Bologna, domenica 22 marzo 2020 – Talvolta nel compimento delle più grandi imprese sportive gioca un ruolo non secondario la casualità: una serie di coincidenze imprevedibili che pilotano il corso degli eventi in una direzione invece che nell’altra. Certo, il destino (o la fortuna, come si suol dire) aiuta gli audaci, ma bisogna anche sapersi preparare bene per ricevere l’eventuale aiuto del destino (o della fortuna): altrimenti nulla accade. Sulla scena del salto ostacoli internazionale l’esempio forse più eclatante di ciò si è avuto nel 1990. Vediamo il perché: si tratta di una bellissima storia…
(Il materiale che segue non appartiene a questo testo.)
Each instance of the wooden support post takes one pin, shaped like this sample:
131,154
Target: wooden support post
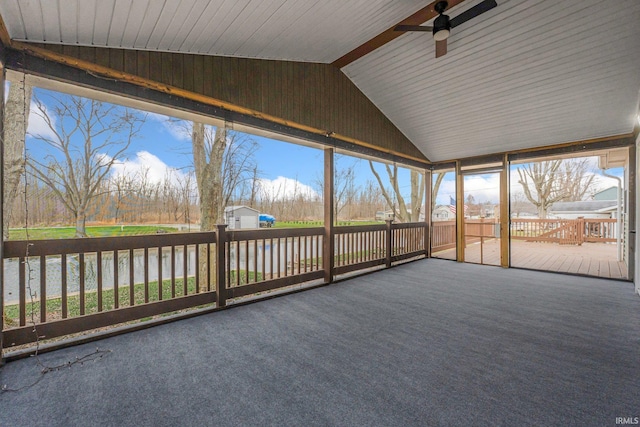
632,212
2,177
428,189
460,241
388,244
221,265
328,248
505,220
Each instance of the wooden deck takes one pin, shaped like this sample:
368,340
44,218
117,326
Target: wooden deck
593,259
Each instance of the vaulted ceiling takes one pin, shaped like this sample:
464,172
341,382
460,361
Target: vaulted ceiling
528,73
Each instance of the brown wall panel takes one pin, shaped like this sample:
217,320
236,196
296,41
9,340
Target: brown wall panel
315,95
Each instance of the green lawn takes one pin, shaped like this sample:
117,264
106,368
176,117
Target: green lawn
54,305
97,231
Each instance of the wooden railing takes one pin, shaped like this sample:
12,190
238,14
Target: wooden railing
358,247
443,235
65,286
564,231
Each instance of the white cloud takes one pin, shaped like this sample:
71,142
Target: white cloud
147,165
38,126
178,129
283,188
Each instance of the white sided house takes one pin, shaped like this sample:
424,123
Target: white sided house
241,217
L’estate di quell’anno a Stoccolma è in calendario un evento che oggi si può già definire storico: la prima edizione dei World Equestrian Games, cioè la disputa del Campionato del Mondo di sei specialità equestri (salto, dressage, completo, attacchi, volteggio e fondo) nello stesso luogo e nello stesso momento, una maratona agonistica dedicata solo ed esclusivamente ai cavalli come non se ne erano mai viste prima. Una manifestazione destinata a collocarsi nella storia dello sport equestre mondiale come lo spartiacque definitivo tra un ‘prima’ e un ‘dopo’. Naturalmente tutte le federazioni nazionali arrivano alla vigilia dell’appuntamento con un bel carico di aspettative e di speranze sulle spalle: un Campionato del Mondo di per sé è un evento della massima importanza, ma qui la posta in palio è ancora più alta grazie alla grandissima concentrazione mediatica che converge su Stoccolma e alla presenza sui terreni di gara svedesi di tutte le componenti tecniche e sportive di massimo livello per ben sei specialità.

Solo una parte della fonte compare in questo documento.